Over the last few months, a landmark change has come upon me. It started gradually–now and then, out in public. And then it became more common even at home. And now I know it’s here to stay.
My daughter has stopped calling me Mommy and now calls me Mom.
It’s a strange thing in a way, isn’t it? I mean, we all know our grown-up kids aren’t going to keep calling us Mommy. (Though I know plenty of girls who keep calling their father Daddy, the Mommy thing inevitably goes away. Hmmm.) So obviously there will be a transition. But as we change diapers and navigate toddlerhood, as we prepare them for their first days of school, this isn’t really a question any of us ponder too much, right? 

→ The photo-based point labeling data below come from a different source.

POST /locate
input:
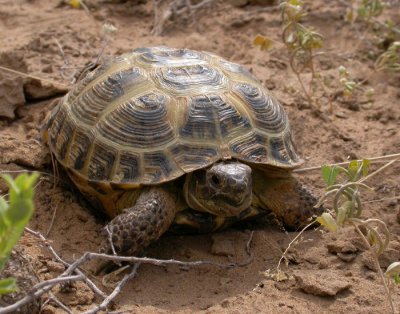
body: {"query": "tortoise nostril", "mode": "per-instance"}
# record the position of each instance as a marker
(215, 180)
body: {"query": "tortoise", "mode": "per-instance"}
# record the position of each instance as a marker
(162, 137)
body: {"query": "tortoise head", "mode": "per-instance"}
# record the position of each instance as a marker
(224, 189)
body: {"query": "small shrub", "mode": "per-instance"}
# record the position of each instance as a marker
(14, 216)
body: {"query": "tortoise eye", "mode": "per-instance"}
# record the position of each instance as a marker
(215, 180)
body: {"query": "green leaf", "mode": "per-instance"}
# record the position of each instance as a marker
(365, 165)
(329, 174)
(353, 167)
(15, 215)
(327, 221)
(393, 272)
(8, 285)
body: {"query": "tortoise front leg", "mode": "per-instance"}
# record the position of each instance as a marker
(288, 199)
(138, 226)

But my daughter, being a mini-me in some ways, actually seems to have put some thought into it. I’d noticed quite a while ago that when she was talking to her friends–especially her older friends–she’d refer to me as “her mom.” Which was obviously fine. But then a few months ago she said something to me…I don’t even remember the conversation. But it was something that, in retrospect, felt as though she was asking permission to change what she called me. I honestly don’t recall the words. Maybe she had asked me if I used to call my mother Mommy, and that led to when I stopped? I don’t know. I guess at the time, it didn’t seem important to remember the exact conversation. But I recall kinda smiling as she walked away. Realizing that my girl is growing up. And loving that she was taking care with this.
And so, Mommy has vanished. And quite often, when I hear her call out, “Mom!” it feels so…deliberate. Almost proud. As though she realizes she’d taken a step toward adulthood, one that she could choose when to take.

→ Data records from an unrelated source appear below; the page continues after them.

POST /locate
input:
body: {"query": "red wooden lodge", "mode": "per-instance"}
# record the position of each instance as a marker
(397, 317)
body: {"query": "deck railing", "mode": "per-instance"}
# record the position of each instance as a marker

There are moments when I feel as though it should make me sad, or at least emotional–a chapter is over, finished. But instead, I feel proud too. I’m not sure I can explain why. Perhaps because in Mom, for us, there’s a new depth to our relationship that couldn’t quite be when she was younger. I love that she sits down and just chats with me. That we rejoice together over stupid things like pumpkin spice coffee creamer and cream cheese. I love that we talk about stories and that as soon as she finishes a book she loved, she shoves it at me and tells me I have to read it too, so we can talk about it and rent the movie.
I love that though there are mom-moments aplenty–the ones where I’m saying, “Go take a shower. Do your math. No, I mean it, do your math. Stop yelling at your brother. Just dry the dishes and stop moaning about it!” there are other moments too. Friend moments. Moments when we laugh together, when we talk about honest-to-goodness things that matter, when I realize that my little girl is growing up into a young woman that I love getting to know.

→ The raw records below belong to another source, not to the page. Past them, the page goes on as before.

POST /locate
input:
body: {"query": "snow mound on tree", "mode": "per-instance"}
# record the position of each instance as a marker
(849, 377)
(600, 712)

I guess part of me always wondered, as I wrangled these kids of mine through screaming fits and sleepless nights, what kind of relationship we’d have as they grew up. Well, we’re discovering that now. And though she’s only almost-12 and we’ve still got those teen years ahead of us, I pray that what we’re building now will only get stronger. That these little people I love so much will become big people I respect. That each year, though it brings changes and challenges, will bring a new layer of depth too. Beautiful depth.
Now, interesting will be to see if/when my son makes this change, given that he rarely ever calls me Mommy anyway–he calls me Mama. Will that stick around? Who knows. But I’m sure loving the discovery with these two silly kiddos of mine.
It’s a journey, always, this parenting thing. Nothing ever stays the same for long. But it’s one that I love more, the longer we travel it together.